Dec 15, 2016

Most and least expensive cities for child care: 4 key takeaways for BC

By
Jacob Edward / Flickr

A new CCPA report reveals staggering disparities in parents’ experiences with child care across the country. Prices are highest in Toronto and lowest in cities in Quebec where child care is heavily subsidized by the provincial government. Cities in Manitoba and PEI, the other two provinces in Canada that set child care fees and fund services directly, also have lower fees.

1. BC has some of the most-expensive child care fees in the country

Child care costs in big cities in BC are second only to those in Ontario. These are the findings of a CCPA survey of child care providers in Canada’s 28 biggest cities, which covers all regulated spaces, both in centres and in home settings, to reflect the actual set of options available for parents.

A typical Vancouver family needs to fork over $1,321 a month for a spot in infant care at the end of their year-long parental leave, the fifth-highest fee in the country. Median prices for a toddler spot are slightly higher1—$1,325 a month or nearly $16,000 a year—making them second highest in the country after Toronto.

BC has some of the most expensive child care fees in the country—second only to those in Ontario.

Parents get a bit of a break when their child turns three, but at $950 a month preschool child care fees add up to $11,400 a year. That’s almost double the cost of the average undergraduate degree in BC (tuition and compulsory fees were $6,200 per year in 2016).

Child care fees are only slightly lower in Richmond and Burnaby: around $1,200 a month for infants and toddlers. Preschool child care costs $875 a month in Richmond and $850 a month in Burnaby.

Surrey has the lowest child care fees of BC’s big cities: $995 a month for infants, $950 for toddlers and $750 for preschool-aged children. Still, a typical Surrey family with a four-year old pays $7,000 more a year for child care than a comparable family in Montreal. The gap is bigger for younger children: over $9,000 for a toddler.

The BC government often dismisses concern over high fees by arguing they have a child care subsidy for lower-income families. But not so fast! That subsidy amount has now been frozen for 11 years. And even families that qualify for the full subsidy ($550 a month for a preschool child) are still, on average, paying $400 a month out of pocket in Vancouver—far more than most low-income families can manage. 

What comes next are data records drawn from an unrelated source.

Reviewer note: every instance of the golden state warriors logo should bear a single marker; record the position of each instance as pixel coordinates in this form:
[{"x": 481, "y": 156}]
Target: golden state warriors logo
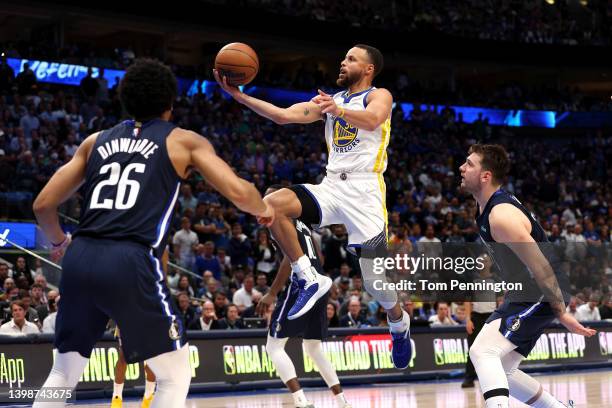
[
  {"x": 174, "y": 332},
  {"x": 513, "y": 323},
  {"x": 345, "y": 136}
]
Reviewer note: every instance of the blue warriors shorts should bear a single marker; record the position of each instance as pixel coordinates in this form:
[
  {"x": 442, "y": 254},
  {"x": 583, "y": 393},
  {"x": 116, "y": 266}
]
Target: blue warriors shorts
[
  {"x": 523, "y": 323},
  {"x": 311, "y": 326},
  {"x": 123, "y": 281}
]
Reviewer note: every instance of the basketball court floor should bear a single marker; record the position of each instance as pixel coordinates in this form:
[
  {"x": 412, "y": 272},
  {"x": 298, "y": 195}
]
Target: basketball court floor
[{"x": 592, "y": 389}]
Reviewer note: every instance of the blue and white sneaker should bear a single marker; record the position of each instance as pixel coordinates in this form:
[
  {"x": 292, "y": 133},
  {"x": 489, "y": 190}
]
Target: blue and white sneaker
[
  {"x": 401, "y": 353},
  {"x": 309, "y": 294}
]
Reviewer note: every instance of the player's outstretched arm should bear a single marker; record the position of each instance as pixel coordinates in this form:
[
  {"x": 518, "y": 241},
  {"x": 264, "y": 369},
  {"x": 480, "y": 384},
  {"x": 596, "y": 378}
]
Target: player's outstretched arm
[
  {"x": 64, "y": 183},
  {"x": 380, "y": 104},
  {"x": 304, "y": 112},
  {"x": 243, "y": 194},
  {"x": 506, "y": 227}
]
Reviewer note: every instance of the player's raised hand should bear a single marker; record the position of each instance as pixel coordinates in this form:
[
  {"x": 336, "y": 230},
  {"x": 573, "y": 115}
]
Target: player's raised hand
[
  {"x": 265, "y": 303},
  {"x": 230, "y": 89},
  {"x": 574, "y": 326}
]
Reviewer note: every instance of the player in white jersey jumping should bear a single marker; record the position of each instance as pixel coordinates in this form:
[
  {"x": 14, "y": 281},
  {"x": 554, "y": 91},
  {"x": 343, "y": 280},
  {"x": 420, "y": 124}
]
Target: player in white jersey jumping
[{"x": 357, "y": 132}]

2. Child care fees are rising at an alarming rate 

In the last three years, fee increases were more than three times higher than the rate of inflation and growing much faster than family incomes. Vancouver’s median child care fees have grown by 9% since 2014.

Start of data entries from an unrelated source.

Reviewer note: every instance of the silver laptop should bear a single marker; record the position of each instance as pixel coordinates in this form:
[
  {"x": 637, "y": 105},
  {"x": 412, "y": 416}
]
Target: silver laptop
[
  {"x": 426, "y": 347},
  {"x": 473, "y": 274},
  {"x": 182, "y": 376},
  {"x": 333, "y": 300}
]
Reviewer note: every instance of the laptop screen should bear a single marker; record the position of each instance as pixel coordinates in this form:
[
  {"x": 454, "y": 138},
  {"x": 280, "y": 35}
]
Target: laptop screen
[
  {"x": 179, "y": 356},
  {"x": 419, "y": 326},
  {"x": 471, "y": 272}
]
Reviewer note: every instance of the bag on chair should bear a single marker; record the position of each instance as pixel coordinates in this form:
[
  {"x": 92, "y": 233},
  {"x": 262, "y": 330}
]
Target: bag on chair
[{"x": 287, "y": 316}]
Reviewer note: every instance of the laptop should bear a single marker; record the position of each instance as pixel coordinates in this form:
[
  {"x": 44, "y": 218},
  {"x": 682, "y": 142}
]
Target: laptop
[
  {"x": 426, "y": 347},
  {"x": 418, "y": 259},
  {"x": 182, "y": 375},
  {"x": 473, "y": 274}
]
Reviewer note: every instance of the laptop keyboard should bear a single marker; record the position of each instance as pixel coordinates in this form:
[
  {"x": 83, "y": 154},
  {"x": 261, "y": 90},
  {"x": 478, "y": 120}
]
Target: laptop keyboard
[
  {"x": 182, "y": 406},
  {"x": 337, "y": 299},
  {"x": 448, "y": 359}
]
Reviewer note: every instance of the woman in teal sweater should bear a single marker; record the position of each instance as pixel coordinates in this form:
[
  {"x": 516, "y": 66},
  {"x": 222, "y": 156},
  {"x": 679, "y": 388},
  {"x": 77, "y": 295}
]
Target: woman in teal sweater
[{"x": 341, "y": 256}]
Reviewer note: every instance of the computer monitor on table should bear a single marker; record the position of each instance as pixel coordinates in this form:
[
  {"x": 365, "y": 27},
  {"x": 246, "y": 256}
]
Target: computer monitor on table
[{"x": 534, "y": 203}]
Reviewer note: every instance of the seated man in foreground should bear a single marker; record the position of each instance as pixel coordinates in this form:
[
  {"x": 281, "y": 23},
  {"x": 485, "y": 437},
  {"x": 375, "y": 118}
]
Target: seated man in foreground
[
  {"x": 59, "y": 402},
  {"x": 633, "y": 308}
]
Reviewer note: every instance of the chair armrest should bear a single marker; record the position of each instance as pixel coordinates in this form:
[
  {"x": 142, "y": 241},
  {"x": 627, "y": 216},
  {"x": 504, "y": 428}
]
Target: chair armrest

Burnaby saw even higher increases—a steep 15% for preschool-aged children and an 18% increase for toddler child care fees. In Surrey, preschool fees were unchanged from last year, but toddler fees increased by 6% in the last year alone. Data is not available for Richmond as this is the first year the city was included in the survey.

3. BC’s patchwork of child care services is not working for families

Not only is child care increasingly expensive but there also aren’t enough spaces for families who need them. Almost all of Vancouver’s child care centres have waitlists (96%) as do most centres in Burnaby (80%) and Richmond (74%). Waitlists are less common in Surrey (25% of centres have them), but that’s still an indication of unmet needs. Moms and dads can’t afford to go back to work or are forced to resort to unregulated child care providers with no health and safety standards, monitoring or oversight.

And while the child care fee report does not address this specifically, we know from other research that the quality of child care programs is all over the place. Quite simply, the market is failing BC families.

4. It’s time to adopt the $10-a-Day Child Care Plan

Public investment in affordable, quality child care is long overdue across the country, and is particularly needed in provinces like BC and Ontario where child care is becoming increasingly unaffordable.

Not only is child care increasingly expensive but there also aren’t enough spaces for families who need them.

For BC, this means adopting the $10-a-Day Child Care Plan. The Plan was developed by local child care experts building on the large body of Canadian and international evidence about what works. It’s a made-in-BC framework for transforming the existing patchwork of programs into an integrated, quality, affordable child care system, and for expanding capacity so child care spaces are available for all families who need them.

The public support is there. The Plan is widely endorsed and the latest BC Budget consultation report recommends the type of investment in child care that captures the characteristics of the $10-a-Day Plan: investment in an “affordable, accessible and high-quality childcare plan.”

Similar recommendations were made in the previous three BC Budget Consultation reports but our politicians dismissed them with the excuse that “we simply can’t afford it.” My own research shows this is not the case.

What BC families can’t afford is continuing the status quo of rapidly rising child care fees and insufficient spaces.

Notes

  1. Infant fees are generally the most expensive due to higher staff-to-child ratios (one early childhood educator cares for fewer infants than children of older ages). However, infants are much more likely to be cared for in home child care settings than children of older ages, partly because the high costs price parents out of the market, leading centres to offer fewer infant spots due to reduced demand.

    Since home child care is generally cheaper than centre-based care, the fee survey found that the median fee for available infant child care spots is lower (or the same) as that for toddlers in some cities, including Vancouver, Richmond and Burnaby.